Tips to Help Tame a Picky Eater continued...
Transform the tempo. Some babies want to eat fast, others slow. Could you be frustrating your little one with the wrong feeding tempo? There's only one way to find out: Try slowing down the next feeding, or picking up the pace.
Minimize distractions. Make food the focus of mealtime. Turn off the TV, remove toys and books, and help your little one focus on one thing: Eating.
Keep meal length reasonable. It's tempting to let a picky eater take as long as she wants to eat. Although you shouldn't rush mealtime, don't let it go on much longer than 20-30 minutes.
Let baby touch his food. You probably wouldn't eat a food you've never seen before without first looking it over. Your baby is the same, so let your little one touch a new food before you offer it.
Follow your baby's timeline. Most babies begin eating solid foods between 4 and 6 months, but some may start a little earlier, others later. As with crawling, walking, potty-training, and just about every other infant milestone, there's no perfect time -- there's your baby's time.
Let your baby participate. By about 9 months, many babies are interested in trying to feed themselves. Although your picky eater is likely to make a mess waving around the mealtime spoon, letting him take control is important to a child's growth and development.
It's natural for babies to slow down their feedings. As they reach the end of their first year, babies’ growth tends to slow. So, too, can their calorie needs. Be patient; growth spurts are on the way.
Keep trying, gently. Some babies may need to try a food eight, 10, even 15 times before they enjoy it, so be patient and continue to revisit a rejected food over time, time as long as there are no allergy concerns.
Don't let on that you're frustrated or angry. React emotionally to a picky eater and even a 1-year-old will understand her power over you.

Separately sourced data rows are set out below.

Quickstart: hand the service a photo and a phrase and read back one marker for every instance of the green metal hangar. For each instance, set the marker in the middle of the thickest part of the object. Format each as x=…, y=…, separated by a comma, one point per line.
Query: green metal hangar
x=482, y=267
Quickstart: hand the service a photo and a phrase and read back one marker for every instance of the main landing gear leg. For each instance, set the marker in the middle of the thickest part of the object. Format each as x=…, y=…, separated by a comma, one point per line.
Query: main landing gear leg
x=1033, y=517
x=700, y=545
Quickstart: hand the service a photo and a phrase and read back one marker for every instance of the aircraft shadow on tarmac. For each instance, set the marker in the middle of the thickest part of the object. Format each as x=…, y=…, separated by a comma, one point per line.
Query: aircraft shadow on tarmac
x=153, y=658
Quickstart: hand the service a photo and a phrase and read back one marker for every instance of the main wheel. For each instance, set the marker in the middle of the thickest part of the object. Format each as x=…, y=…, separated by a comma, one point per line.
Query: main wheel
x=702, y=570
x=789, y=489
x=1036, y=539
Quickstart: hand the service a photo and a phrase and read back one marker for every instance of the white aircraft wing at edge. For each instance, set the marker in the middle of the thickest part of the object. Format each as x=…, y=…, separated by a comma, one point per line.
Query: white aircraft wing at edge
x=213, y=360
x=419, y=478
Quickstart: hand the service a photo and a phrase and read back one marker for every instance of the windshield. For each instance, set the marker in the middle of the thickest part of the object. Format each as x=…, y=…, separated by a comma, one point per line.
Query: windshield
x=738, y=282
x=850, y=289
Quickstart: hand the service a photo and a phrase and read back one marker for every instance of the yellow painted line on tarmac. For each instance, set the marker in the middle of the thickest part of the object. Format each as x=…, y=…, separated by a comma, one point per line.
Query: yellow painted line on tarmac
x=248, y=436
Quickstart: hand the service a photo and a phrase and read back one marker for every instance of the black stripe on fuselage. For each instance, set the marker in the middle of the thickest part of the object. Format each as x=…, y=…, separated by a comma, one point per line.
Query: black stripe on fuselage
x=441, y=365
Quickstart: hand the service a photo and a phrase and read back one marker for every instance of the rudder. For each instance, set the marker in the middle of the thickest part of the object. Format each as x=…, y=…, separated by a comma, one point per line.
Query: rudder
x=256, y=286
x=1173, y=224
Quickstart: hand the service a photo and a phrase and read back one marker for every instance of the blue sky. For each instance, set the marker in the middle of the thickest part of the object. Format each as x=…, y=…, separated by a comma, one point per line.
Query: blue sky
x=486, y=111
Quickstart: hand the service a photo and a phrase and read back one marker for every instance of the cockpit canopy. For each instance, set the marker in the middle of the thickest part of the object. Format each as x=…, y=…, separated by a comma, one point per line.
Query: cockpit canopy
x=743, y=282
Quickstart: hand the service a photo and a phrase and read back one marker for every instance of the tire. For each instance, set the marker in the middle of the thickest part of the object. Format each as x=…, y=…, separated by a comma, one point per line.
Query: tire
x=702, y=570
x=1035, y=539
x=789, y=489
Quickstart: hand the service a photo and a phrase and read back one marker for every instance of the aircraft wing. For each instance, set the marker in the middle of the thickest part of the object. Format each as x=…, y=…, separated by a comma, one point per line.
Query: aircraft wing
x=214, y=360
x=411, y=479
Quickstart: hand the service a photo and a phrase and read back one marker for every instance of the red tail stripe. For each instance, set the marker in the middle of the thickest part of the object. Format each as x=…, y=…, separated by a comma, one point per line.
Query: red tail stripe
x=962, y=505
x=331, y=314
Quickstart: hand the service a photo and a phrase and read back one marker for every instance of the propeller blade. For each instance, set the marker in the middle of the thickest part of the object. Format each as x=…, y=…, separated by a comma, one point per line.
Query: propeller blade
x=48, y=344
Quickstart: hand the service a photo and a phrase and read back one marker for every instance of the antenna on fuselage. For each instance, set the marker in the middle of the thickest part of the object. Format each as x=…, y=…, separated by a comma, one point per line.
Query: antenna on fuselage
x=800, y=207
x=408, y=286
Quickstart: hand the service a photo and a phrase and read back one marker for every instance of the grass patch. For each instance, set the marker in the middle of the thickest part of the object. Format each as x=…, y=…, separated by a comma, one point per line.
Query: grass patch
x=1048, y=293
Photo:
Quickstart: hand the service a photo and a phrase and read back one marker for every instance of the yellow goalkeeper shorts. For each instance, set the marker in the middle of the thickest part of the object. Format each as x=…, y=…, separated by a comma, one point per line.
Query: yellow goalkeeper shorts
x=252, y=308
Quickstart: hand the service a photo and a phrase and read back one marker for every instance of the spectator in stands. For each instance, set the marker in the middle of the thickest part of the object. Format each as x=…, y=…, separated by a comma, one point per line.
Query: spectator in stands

Realize that you want your baby to eat for her own well-being, not to please you -- and that baby's rejection of a food is not a rejection of you.
Understand who's responsible for what. It's your job to feed your baby, but it's your baby's responsibility to decide what and how much to eat. Children will always eat when they're hungry. As long as a child is growing and gaining weight -- and you are feeding him healthy foods -- there's little need to worry about a baby who's a picky eater.